Чтение онлайн

на главную

Жанры

Записки о Петербурге. Жизнеописание города со времени его основания до 40-х годов X X века
Шрифт:

Народ заплатил дорогую цену за разрыв с прошлым, особенно молодежь — дело даже не в том, что она лишилась драгоценного культурного наследия. Читая воспоминания, дневники, письма «бывших людей», часто поражаешься стойкости, ясности видения, мужеству, патриотизму их авторов. Многие из этих отверженных, несмотря ни на что, сохранили нравственные ориентиры, что в тех условиях было сродни героизму. Эти качества: нравственная твердость, различение добра и зла, правды и лжи — были так необходимы новому поколению, и молодежи придется мучительно, с жертвами, открывать старые истины заново. Многие люди, знавшие Анну Ахматову, считали, что ее жизнь, само ее присутствие могли удерживать от слабости и трусости. В 1944 году Анна Андреевна сказала об одной из знакомых: «Она думает, что я такая слабенькая. Она и не подозревает, что я — танк». В 20-х годах критики отзывались о ней как о «барыньке», знакомым она казалась беззащитной, не приспособленной к новой жизни; однажды на улице какая-то сердобольная старушка подала ей милостыню. Однако чаще женщины из «бывших людей» вызывали не сочувствие, а презрительную усмешку. Аркадий Маньков записал в дневнике 1934 года о появлении у них на службе «бывшей дамы»: «На работе ко мне приставили для обучения какую-то старую барыню в шляпе с ощипанными страусовыми перьями и в больших ботах. Она ходила за мной, шмыгая ботами по полу». Откуда она взялась, бедная? Зачем эта нелепая шляпа — верно, она принарядилась в надежде на место, но разве таким, как она, есть место в жизни? Печальная тень дамы в страусовых перьях и ботах мелькнула и исчезла, а все не выходит из памяти.

Перед молодежью из дворянской и буржуазной среды стоял выбор: принять новые жизненные правила или оказаться в числе изгоев. В середине 30-х годов для гибели могло хватить происхождения, но в первом десятилетии советской жизни кое-что зависело от личного выбора, власть «перебирала людишек»6162, испытывала их на прочность. В воронежской ссылке Осип Мандельштам познакомился с высланным из Ленинграда молодым поэтом Сергеем Рудаковым2. Рудаков происходил из дворянской семьи, его отец и старшие братья были офицерами. Трех братьев С. Б. Рудакова ко времени революции не было в живых, а отец и брат Игорь в гражданскую войну служили в Красной армии. Об их судьбе рассказала Э. Г. Герштейн: «По словам людей, близко знавших Рудаковых, отец и сын были расстреляны случайно. Это было то ли в 1921, то ли в 1922 году в Новониколаевске. Приехала какая-то комиссия и потребовала от генерала Рудакова выступления с признанием своего ошибочного прошлого. Он отказался, ссылаясь на то, что всю свою жизнь честно служил России. Тогда — расстрел, сказали ему члены комиссии. Обратились к сыну Игорю, который в начале Первой мировой войны учился еще в кадетском корпусе, а кончил войну георгиевским кавалером. Игорь ответил: „Я — как папа“. Оба были расстреляны». Их гибель не была случайностью, власть последовательно уничтожала людей с такими «чуждыми» понятиями, как офицерская честь, патриотизм, верность родственным узам — всему этому не было места в новом обществе. Игорь Рудаков предпочел смерть, такой выбор требовал особых человеческих качеств, но большинство молодежи (и это естественно) стремилось включиться в новую жизнь.

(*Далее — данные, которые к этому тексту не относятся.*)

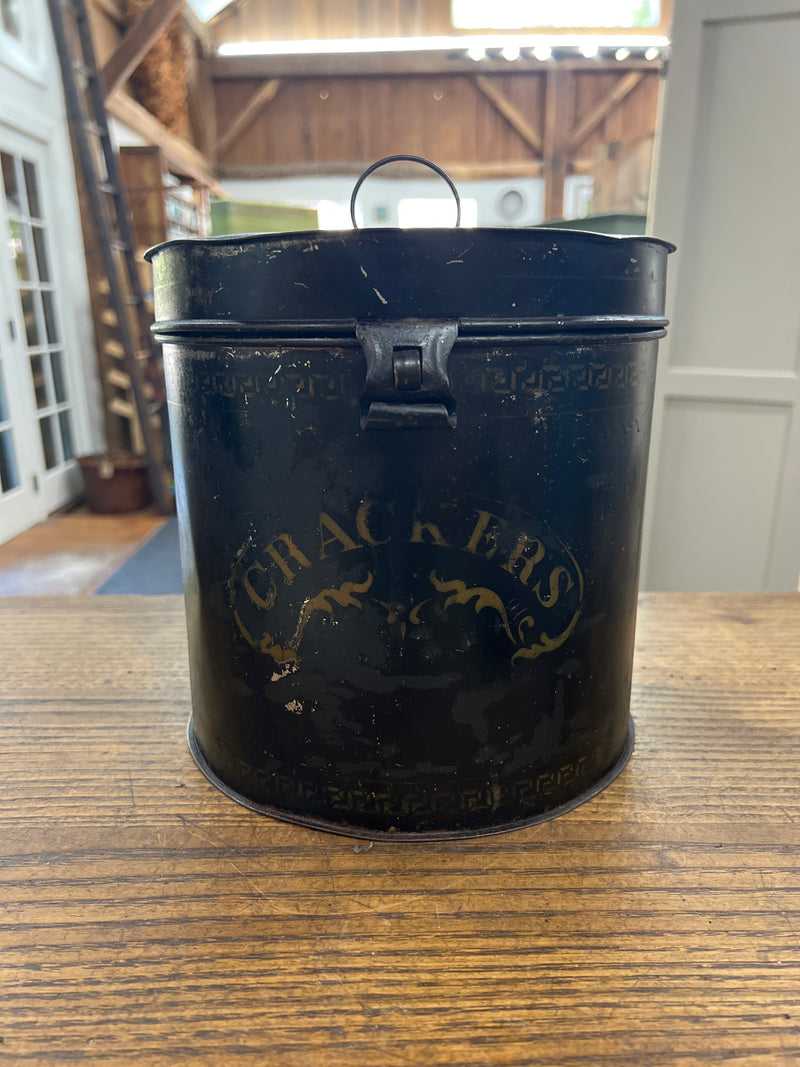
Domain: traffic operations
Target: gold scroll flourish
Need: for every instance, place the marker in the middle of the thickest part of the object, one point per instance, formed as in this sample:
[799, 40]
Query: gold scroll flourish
[545, 642]
[324, 602]
[461, 593]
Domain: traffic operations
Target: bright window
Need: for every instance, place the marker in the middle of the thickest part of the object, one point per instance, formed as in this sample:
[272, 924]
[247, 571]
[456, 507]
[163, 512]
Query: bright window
[530, 14]
[432, 211]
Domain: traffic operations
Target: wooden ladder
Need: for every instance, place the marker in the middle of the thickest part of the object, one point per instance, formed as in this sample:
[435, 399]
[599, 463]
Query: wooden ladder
[126, 350]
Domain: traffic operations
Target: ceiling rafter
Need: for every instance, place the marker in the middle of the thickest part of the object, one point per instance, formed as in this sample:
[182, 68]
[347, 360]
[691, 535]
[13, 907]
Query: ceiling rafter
[138, 40]
[262, 96]
[510, 112]
[604, 108]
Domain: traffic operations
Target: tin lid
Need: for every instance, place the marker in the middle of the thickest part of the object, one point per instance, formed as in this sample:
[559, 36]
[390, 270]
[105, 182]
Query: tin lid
[489, 280]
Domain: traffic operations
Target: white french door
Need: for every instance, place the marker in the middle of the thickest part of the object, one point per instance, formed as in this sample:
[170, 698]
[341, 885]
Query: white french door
[38, 368]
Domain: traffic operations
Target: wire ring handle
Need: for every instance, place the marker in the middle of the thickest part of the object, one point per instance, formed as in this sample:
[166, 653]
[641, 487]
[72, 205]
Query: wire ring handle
[406, 159]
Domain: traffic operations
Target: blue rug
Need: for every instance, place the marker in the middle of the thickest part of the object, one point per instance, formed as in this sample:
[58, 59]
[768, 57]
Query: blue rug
[153, 571]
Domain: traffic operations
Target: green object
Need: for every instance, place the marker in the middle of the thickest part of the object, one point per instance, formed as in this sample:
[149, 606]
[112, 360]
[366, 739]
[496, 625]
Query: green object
[236, 217]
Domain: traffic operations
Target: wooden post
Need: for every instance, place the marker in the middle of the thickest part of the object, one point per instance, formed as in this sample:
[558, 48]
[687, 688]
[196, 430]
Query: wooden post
[557, 133]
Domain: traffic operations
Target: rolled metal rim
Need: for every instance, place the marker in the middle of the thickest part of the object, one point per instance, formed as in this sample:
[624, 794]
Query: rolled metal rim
[347, 830]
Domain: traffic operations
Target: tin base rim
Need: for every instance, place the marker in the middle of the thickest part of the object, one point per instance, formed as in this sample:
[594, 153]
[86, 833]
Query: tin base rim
[363, 833]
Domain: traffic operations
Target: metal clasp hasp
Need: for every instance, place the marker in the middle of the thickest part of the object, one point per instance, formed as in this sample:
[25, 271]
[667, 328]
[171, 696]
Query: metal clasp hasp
[408, 384]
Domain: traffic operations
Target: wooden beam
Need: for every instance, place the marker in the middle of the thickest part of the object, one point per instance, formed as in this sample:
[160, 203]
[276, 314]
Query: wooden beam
[111, 8]
[609, 102]
[556, 141]
[512, 115]
[138, 40]
[458, 171]
[181, 157]
[264, 95]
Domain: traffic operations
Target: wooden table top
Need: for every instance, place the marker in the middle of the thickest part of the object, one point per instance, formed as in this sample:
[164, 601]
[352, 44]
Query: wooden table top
[147, 918]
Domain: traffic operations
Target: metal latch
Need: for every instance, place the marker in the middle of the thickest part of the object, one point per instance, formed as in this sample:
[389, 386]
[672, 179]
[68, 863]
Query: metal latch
[408, 384]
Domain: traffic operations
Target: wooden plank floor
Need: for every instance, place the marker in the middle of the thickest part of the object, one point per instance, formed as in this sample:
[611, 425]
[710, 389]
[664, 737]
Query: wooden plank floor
[73, 553]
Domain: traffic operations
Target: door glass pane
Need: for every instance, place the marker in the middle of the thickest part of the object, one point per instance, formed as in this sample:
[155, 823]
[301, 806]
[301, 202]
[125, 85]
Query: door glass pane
[31, 184]
[51, 328]
[38, 243]
[66, 434]
[28, 298]
[48, 442]
[19, 251]
[41, 340]
[10, 182]
[9, 477]
[40, 385]
[4, 415]
[58, 377]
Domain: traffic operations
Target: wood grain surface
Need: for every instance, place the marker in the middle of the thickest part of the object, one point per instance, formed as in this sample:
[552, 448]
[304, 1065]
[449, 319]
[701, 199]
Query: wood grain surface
[146, 918]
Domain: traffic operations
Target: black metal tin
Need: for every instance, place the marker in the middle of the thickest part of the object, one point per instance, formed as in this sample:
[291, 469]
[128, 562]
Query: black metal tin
[410, 471]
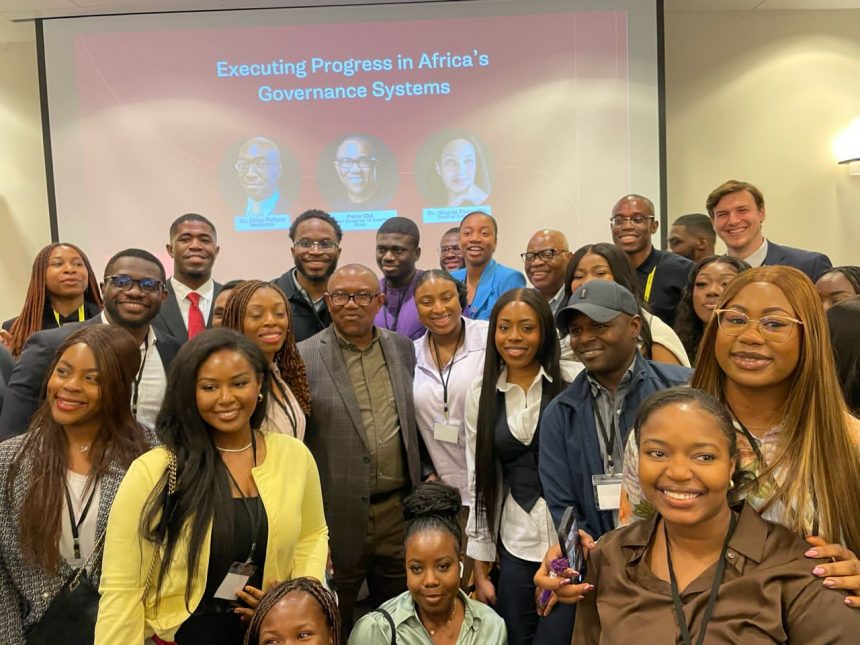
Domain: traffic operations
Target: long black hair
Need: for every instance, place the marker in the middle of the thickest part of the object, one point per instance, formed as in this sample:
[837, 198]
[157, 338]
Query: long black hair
[623, 273]
[201, 476]
[486, 473]
[688, 326]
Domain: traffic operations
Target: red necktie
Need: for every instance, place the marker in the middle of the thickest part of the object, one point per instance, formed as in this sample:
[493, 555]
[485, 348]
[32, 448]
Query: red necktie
[195, 316]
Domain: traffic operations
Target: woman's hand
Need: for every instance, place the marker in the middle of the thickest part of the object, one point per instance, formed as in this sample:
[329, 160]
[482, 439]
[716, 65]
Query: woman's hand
[251, 597]
[843, 572]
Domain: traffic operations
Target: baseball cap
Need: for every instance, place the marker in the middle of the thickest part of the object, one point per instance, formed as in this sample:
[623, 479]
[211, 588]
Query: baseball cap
[600, 300]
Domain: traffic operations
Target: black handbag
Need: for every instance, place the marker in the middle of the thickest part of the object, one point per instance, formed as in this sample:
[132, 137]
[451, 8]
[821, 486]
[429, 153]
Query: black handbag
[71, 617]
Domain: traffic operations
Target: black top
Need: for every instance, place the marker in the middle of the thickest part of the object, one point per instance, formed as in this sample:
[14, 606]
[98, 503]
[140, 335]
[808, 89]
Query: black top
[668, 284]
[213, 622]
[307, 320]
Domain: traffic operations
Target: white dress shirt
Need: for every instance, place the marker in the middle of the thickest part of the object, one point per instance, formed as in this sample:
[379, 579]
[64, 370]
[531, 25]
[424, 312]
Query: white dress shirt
[449, 459]
[205, 292]
[526, 535]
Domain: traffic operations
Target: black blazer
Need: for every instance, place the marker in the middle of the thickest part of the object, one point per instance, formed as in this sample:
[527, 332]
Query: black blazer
[169, 318]
[812, 263]
[26, 383]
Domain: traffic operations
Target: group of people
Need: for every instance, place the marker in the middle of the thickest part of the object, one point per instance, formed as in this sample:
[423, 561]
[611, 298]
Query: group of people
[245, 462]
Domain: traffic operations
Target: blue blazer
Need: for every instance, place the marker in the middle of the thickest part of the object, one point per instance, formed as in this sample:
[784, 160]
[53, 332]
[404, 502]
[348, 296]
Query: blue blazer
[569, 448]
[811, 263]
[495, 280]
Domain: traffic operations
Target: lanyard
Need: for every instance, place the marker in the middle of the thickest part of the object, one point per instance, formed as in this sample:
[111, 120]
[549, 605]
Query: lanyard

Примером такого выбора может служить судьба дочери контр-адмирала российского флота, ленинградской писательницы Веры Кетлинской63. Ее отец, капитан I ранга К. Ф. Кетлинский был в начале 1917 года командиром крейсера «Аскольд», построенного по заказу России на американских верфях. По пути следования крейсера на базу в Мурманск был раскрыт матросский заговор, и капитан приказал расстрелять его зачинщика. После Февральской революции К. Ф. Кетлинский был произведен в контр-адмиралы, он возглавил командование военноморскими силами Северного Ледовитого океана, но в 1918 году был застрелен на улице Мурманска матросом. Убийцу не поймали, и кем он был, так и осталось неизвестным. Вера Кетлинская всегда утверждала, что ее отца убил по заданию немецкой разведки переодетый матросом белогвардеец, а ее противники говорили, что это был «красный»матрос, который мстил за расстрелянного на «Аскольде». Разбирательство дела о «белом» или «красном» матросе периодически возобновлялось, о нем не забывали до самой смерти писательницы, в последний раз ленинградский обком занимался им в 1975 году. Неутомимые литераторы где-то разыскали механика с «Аскольда», и старец лепетал в обкоме: «Красные убили, красные...» В 1976 году лауреат Государственной премии В. К. Кетлинская умерла. Почти вся ее жизнь прошла под знаком гибели отца и надежды на то, что его убийца был «белым». Это страшно.

Отец Веры Кетлинской погиб, когда ей было двенадцать лет. В шестнадцать лет она пошла работать на ткацкую фабрику, скрыла свое происхождение, на долгое время прервала отношения с матерью, стала активной комсомолкой и в 1927 году вступила в партию. Ее отказ от семьи не был банальным предательством — Кетлинская страстно уверовала в новые идеи. О ней писал Евгений Шварц, который в 1930 году работал вместе с Верой Кетлинской в ленинградском отделении издательства «Молодая гвардия». Он вспоминал: «Несокрушимая последовательность ее веры раздражала товарищей по работе. Больше всего любили ее бить, вытаскивая из мрака прошлых лет биографию ее отца... Но мне скорее нравилась последовательность ее поведения и бодрость — тоже вытекающие из цельности мировоззрения». Цельность мировоззрения помогала Кетлинской переносить вражду и невзгоды, у дочери контр-адмирала был сильный характер. К началу войны она возглавляла Союз писателей и во время блокады «с полной последовательностью проводила ту линию, которую ей указывали. Не подмигивая и не показывая большим пальцем через плечо: дескать, не я виновата, а высшие силы, мной руководящие... — писал Шварц. — Ни на миг не позволяя себе усомниться в правильности приказов, которые отдавала от своего имени и от всего сердца».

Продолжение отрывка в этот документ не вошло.